The latest job figures contained more good news than expected. The headline number of 144,000 new jobs added in August is about what we expected. But the number buried in the lede is that the June and July figures were revised upward -- June from 78,000 to 96,000, July from 32,000 to 73,000. Those additional job figures should signal some strength, though the retail employment sector lost an additional 11,000 in August. I'm beginning to think I need to revise the consumption figure for third quarter down, though it will still beat the second quarter numbers. Worth noting as well: unlike last months where the household survey indicated much stronger growth than the payroll survey, this time the situation was reversed. The household survey estimate showed only an increase of 21,000 jobs in August. As the folks at Northern Trust pointed out in today's daily commentary (click the link for 9/3), labor force participation rates are running low so that the unemployment rate, at 5.4% currently, is probably too optimistic a view of the state of the labor market.

After last night's acceptance speech, which to me was a little light on economics and with Bush seeming less animated about that part of the speech than he was later on foreign policy (I think Elder's liveblog was about right), I would have to think this number lets the Republican campaign breath a sigh of relief. There's little question that this was the one report that could take the wind out of their sails going into the Labor Day weekend. I don't think the GOP should brag about this report, but neither do I think they have to worry about any negative spin from the Kerry campaign (particularly this weak stab.)

Elsewhere this week the news was mediocre. The Conference Board's latest reading on consumer confidence showed a drop, though again the overall trend is up. There's a curious paragraph in the report I'd like you to read:
Consumers expecting fewer jobs increased to 15.4 percent from 13.5 percent. Those anticipating more jobs to become available fell to 16.2 percent from 19.5 percent. Consumers expecting their incomes to improve in the months ahead rose to 19.3 percent from 18.0 percent last month.

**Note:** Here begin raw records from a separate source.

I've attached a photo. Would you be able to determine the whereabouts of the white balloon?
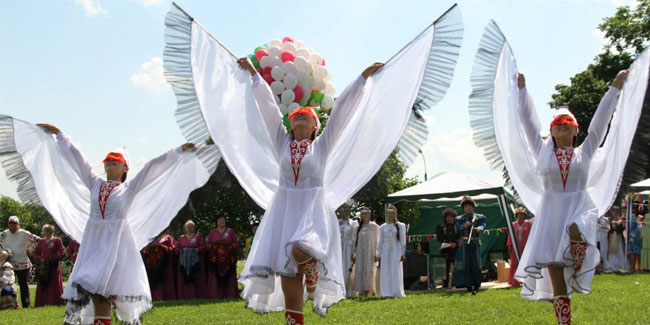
[287,102,300,113]
[309,53,323,66]
[260,55,273,69]
[271,80,284,95]
[323,82,336,96]
[280,89,296,105]
[300,86,311,106]
[278,104,289,115]
[266,46,282,57]
[293,56,309,72]
[320,96,334,109]
[282,42,297,53]
[312,79,327,91]
[271,67,284,80]
[282,61,298,74]
[296,47,311,60]
[314,65,327,80]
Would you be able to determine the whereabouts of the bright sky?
[0,0,630,197]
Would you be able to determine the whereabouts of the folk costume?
[165,2,462,319]
[339,218,359,297]
[352,221,379,292]
[377,222,406,298]
[0,116,219,324]
[470,22,650,324]
[205,228,239,299]
[34,237,65,307]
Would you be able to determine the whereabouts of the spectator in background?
[34,224,65,307]
[206,216,239,299]
[0,216,39,308]
[436,208,459,288]
[506,207,533,287]
[352,208,379,297]
[0,249,18,310]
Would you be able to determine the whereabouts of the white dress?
[469,22,650,301]
[597,216,610,270]
[0,116,219,324]
[339,219,359,297]
[164,5,463,315]
[353,221,379,292]
[377,222,406,298]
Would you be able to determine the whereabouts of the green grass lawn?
[6,274,650,325]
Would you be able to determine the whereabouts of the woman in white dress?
[470,22,650,324]
[352,208,379,297]
[2,117,216,324]
[377,205,406,298]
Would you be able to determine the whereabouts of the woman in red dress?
[206,216,239,299]
[34,224,65,307]
[175,220,205,299]
[142,231,178,301]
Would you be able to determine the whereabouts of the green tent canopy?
[386,173,516,268]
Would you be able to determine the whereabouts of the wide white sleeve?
[124,147,183,196]
[582,87,618,156]
[252,73,289,151]
[56,131,100,189]
[519,87,544,154]
[317,75,366,155]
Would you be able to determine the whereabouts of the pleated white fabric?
[0,116,219,324]
[165,2,462,315]
[470,22,650,300]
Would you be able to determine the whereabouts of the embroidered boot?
[298,257,318,294]
[553,296,571,325]
[284,309,305,325]
[571,240,587,272]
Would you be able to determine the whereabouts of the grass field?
[5,274,650,325]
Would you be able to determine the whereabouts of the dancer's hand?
[36,123,61,135]
[612,70,628,90]
[517,73,526,89]
[237,57,257,76]
[361,62,384,79]
[181,142,196,152]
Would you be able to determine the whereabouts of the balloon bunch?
[248,36,334,117]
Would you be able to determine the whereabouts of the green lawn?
[5,274,650,325]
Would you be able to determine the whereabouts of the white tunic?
[515,87,618,300]
[339,219,359,297]
[353,221,379,292]
[378,222,406,297]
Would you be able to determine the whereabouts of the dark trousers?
[14,269,29,308]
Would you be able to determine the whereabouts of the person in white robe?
[352,208,379,297]
[377,205,406,298]
[0,116,218,325]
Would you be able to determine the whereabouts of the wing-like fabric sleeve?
[125,145,221,249]
[324,6,462,208]
[0,115,94,243]
[469,21,543,214]
[585,49,650,215]
[164,4,279,208]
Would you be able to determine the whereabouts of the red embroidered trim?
[97,182,120,219]
[289,139,311,185]
[555,148,573,189]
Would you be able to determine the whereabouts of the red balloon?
[280,52,296,62]
[293,86,305,103]
[255,49,269,61]
[262,73,273,85]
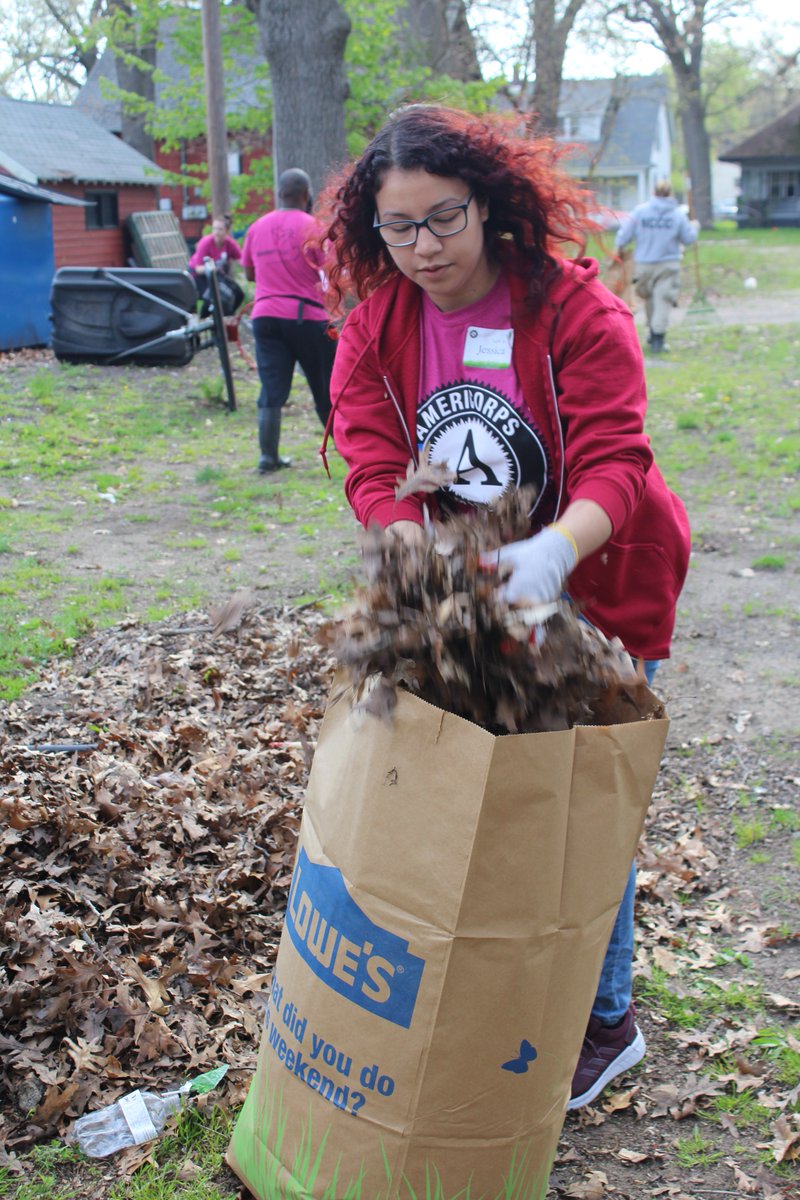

Now think about this: When asked about their own situtions, more people thought their income would go up in August than did in July. But when asked to forecast what happens to other people's job situation, they think the economy is doing worse. How can those both occur? And, more to the point of the previous paragraph and previous post, what matters more -- your view of your own pocketbook or your view of other people's pocketbooks?

It might be due to poor journalism -- it always comes down to this, doesn't it? The ISM purchasing managers survey showed that "Economic activity in the manufacturing sector grew in August for the 15th consecutive month, while the overall economy grew for the 34th consecutive month." But because the rate of increase was a little slower in August over July, what does CBS Marketwatch run as its headline? "U.S. service sector slower in August." That's not what the index says. Backlogs continue to increase, though they didn't increase as much in August as they did in July. To the media, that looks like the sector is slowing down. It's not: you're still falling further behind each month.

It doesn't really matter that much since none of the other data will catch anyone's attention except the job report, which contained mostly good news, particularly for a Bush campaign that now might be up double-digits. Boy, won't that make those political scientists below unhappy!